The American Way of Life is both envied and emulated by countries around the World. Our ability to adapt energy assisted technology has provided an automated, improved lifestyle that has become the standard for the world. Every element in our Way of Life uses a once cheap and abundant fuel, primarily oil.
Initially, the oil industry had to create inducements for its use and consumption. They had a product with a supply that was considered infinite. Large oil fields were found all over the world. Therefore, their pathway to infinite wealth was merely to increase demand. They created the automotive industry, both cars and trucks, to consume their product. They promoted a new Way of Life that was expansive (urban sprawl=suburbs) so that fuel consumption had an inelastic demand. During the 20th century more and more technologies were built on the one time use of carbon-based energy such as plastics, fertilizers and even synthetic rubber. Food is now a derivative of this carbon-based energy.

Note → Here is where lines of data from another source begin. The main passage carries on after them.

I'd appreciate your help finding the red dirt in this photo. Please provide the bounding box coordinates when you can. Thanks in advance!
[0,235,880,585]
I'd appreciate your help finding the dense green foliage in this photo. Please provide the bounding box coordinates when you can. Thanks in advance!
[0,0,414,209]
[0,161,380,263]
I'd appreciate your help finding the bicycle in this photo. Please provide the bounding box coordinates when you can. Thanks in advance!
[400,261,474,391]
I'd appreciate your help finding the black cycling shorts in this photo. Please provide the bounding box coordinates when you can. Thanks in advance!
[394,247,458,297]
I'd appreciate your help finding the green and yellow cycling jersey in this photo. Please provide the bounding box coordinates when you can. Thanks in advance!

Unfortunately, this dependant use of oil or coal has resulted in a complex society approaching a dead end. The days of cheap and abundant oil have disappeared. Our thoughts that oil supplies are infinite were incorrect. There have been few new discoveries of major oil fields in the last 20 years. Worldwide demand is increasing by 10% each year, while supplies are dwindling. The American Economic Engine cannot survive without subsidized energy prices. This is creating a crisis scenario especially if a viable alternative portable energy source is not substituted soon.

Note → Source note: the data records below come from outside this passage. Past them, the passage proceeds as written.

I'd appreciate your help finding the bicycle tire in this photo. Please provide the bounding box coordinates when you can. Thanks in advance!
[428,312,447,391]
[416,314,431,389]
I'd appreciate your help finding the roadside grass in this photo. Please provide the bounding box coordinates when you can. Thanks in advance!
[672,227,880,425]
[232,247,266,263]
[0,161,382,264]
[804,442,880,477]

Coal is still the cheapest form of energy available, but it is also the greatest air pollutant. The energy industry has not been willing to bear the cost of purifying coal burning to produce energy. The excessive use of carbon-based energy without concern for immediate reclamation of gases has resulted in contamination of the atmosphere. This action has been exacerbated by increased quantity of users and the intensity of that use. In other words the volume of contamination has increased exponentially not linearly.

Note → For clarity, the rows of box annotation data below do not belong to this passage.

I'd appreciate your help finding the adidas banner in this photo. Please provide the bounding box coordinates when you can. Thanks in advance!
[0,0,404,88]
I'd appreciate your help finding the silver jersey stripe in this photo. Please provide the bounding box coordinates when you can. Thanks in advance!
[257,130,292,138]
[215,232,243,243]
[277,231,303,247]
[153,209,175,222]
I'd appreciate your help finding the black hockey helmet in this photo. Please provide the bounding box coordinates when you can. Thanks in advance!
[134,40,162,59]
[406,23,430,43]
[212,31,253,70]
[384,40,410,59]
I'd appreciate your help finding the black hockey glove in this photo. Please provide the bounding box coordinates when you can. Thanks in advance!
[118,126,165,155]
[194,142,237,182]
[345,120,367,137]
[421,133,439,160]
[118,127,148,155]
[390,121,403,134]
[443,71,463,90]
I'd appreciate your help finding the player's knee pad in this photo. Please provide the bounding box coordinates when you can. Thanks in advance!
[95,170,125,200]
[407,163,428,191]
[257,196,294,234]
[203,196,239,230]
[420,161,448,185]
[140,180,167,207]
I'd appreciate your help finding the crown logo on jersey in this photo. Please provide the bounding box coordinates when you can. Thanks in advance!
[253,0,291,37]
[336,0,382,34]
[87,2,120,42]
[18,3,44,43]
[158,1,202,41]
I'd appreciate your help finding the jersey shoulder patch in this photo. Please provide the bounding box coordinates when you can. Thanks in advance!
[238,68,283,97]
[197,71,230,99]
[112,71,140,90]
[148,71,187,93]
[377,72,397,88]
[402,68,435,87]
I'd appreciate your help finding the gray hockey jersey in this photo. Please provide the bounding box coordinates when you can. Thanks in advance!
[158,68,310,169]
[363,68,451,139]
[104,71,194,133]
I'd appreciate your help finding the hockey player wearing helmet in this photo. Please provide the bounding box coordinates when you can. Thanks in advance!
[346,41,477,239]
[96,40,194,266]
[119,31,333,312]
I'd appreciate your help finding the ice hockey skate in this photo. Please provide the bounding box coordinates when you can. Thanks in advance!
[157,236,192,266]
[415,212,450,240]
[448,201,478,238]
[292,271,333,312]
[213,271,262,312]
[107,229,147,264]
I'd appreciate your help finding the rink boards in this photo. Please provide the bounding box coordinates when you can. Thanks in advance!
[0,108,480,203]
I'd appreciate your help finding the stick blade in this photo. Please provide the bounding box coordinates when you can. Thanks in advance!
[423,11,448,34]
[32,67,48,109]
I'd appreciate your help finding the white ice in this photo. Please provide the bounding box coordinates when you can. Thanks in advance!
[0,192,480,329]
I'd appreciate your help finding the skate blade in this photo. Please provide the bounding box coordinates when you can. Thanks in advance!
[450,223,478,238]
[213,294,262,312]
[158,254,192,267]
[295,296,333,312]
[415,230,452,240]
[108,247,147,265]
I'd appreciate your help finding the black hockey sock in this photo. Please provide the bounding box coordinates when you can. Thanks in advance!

The solution to most of the problems in the American Way of Life is to Re-Invent our Civilization. Most U.S. cities are old and dilapidated. Our cities are neither energy-efficient nor progressive. The infra-structure (roads, bridges, water, sewer, solid waste and electric) that allows these cities to function is crumbling. They were neither designed for the longevity or the magnitude of what they are being required to perform. Rather than seeking remedies to repair a dubious system, we propose a redesign into a much simpler design. A modern technological city operating on 15% of current U.S. per capita energy consumption; in so doing we would concurrently solve most of the environmental and economic problems facing us now.
Joseph Tainter in his book “Collapse of Complex Societies” has the best explanation for collapse (economic) and proceeds to develop a hypothesis to explain why complex societies might suddenly shift from a more complex to a less complex state. His thesis can be concisely stated: increasing complexity gives rise to diminishing marginal returns on investment; when those returns become negative, the society has a progressively diminishing capacity to withstand stress, and is vulnerable to collapse. A more efficient, less complex state is equivalent to multiple technology infusions which will catalyze upward economic mobility.
We are creating the City of the Future, the City of Today; a city that is built to withstand Nature’s changes while being efficient and progressive: The Ideal City.